Quebec will lead the way as the first North American jurisdiction to impose a carbon tax on hydrocarbon producers, raising C$200 million a year to support measures to reduce greenhouse gas emissions.

The Liberal government in the province of 7.5 million people has delivered on a year-long promise to introduce the tax that will affect 50 companies that use or retail oil, natural gas and coal.

Natural Resources Minister Claude Bechard said the taxes will affect all hydrocarbons used in Quebec, which accounts for 22 percent of all refined products consumed in Canada.

“Everyone wants to play their part (in cleaning up the environment,” he said. “Well, the oil companies have to play their part.”

He said the measures are based on a “polluter pays” principle and is “not negotiable.”

Bechard expressed the hope that the industry will not pass the cost on to consumers, but admitted he has received no assurances.
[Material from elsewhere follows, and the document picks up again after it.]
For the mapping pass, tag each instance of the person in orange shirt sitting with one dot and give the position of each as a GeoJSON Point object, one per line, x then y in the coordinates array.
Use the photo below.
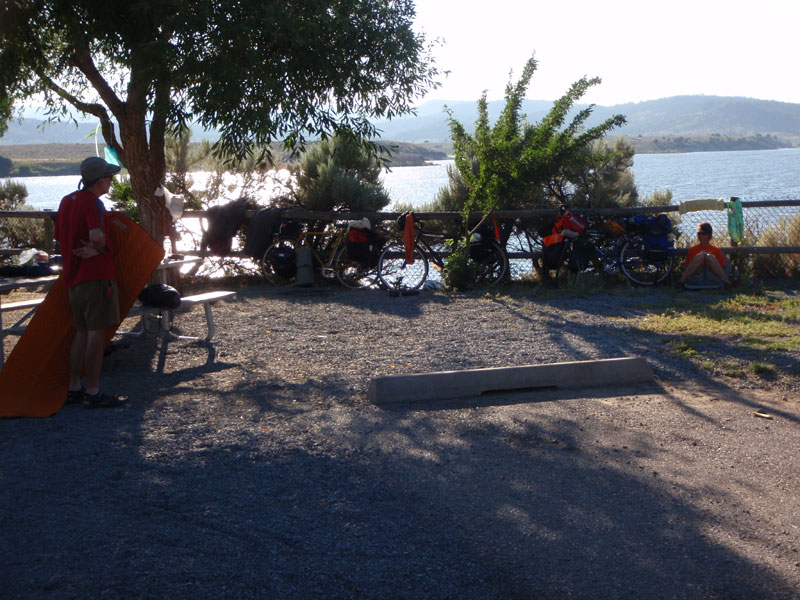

Companies such as Petro-Canada, Shell Canada and Imperial Oil would not immediately say whether they will absorb the tax. The Canadian Petroleum Products Institute, representing all of Canada’s major refiners, said it will be a year before the impact on refiners will be known.

The tax on a per liter basis will be: 0.5 cents for propane, 0.8 cents for gasoline, 0.9 cents for diesel fuel, 0.96 cents for light heating oil, 1 cent for heavy heating oil, 1.3 cents for coke used in steel making and C$8 per metric ton for coal.

Gasoline retailers are expected to pay C$69 million a year, with C$43 million coming from heating oil firms, C$39 million from natural gas producers and C$36 million from diesel fuel firms.

Bechard said the tax is modest when compared with refinery profit margins, which have climbed this year from 8 cents per liter to 19-22 cents.

The revenues will be channeled into a government “green fund” to spend on the development of commuter rail networks and other forms of mass transit.

Quebec Premier Jean Charest has set a goal of ethanol accounting for 5 percent of all transportation fuel consumed in Quebec by 2012.

To achieve that level, the province must produce an extra 300 million liters annually — 180 million liters more than Quebec’s sole ethanol plant.

Quebecers have consistently been the strongest supporters among all 10 Canadian provinces of the Kyoto Protocol.

Their province already has a head start over the rest of Canada because the vast bulk of its power comes from hydroelectricity, rather than gas-, oil- or coal-fired plants.

Other provinces are pondering caps on greenhouse gas emissions, but none have made any moves towards a carbon tax.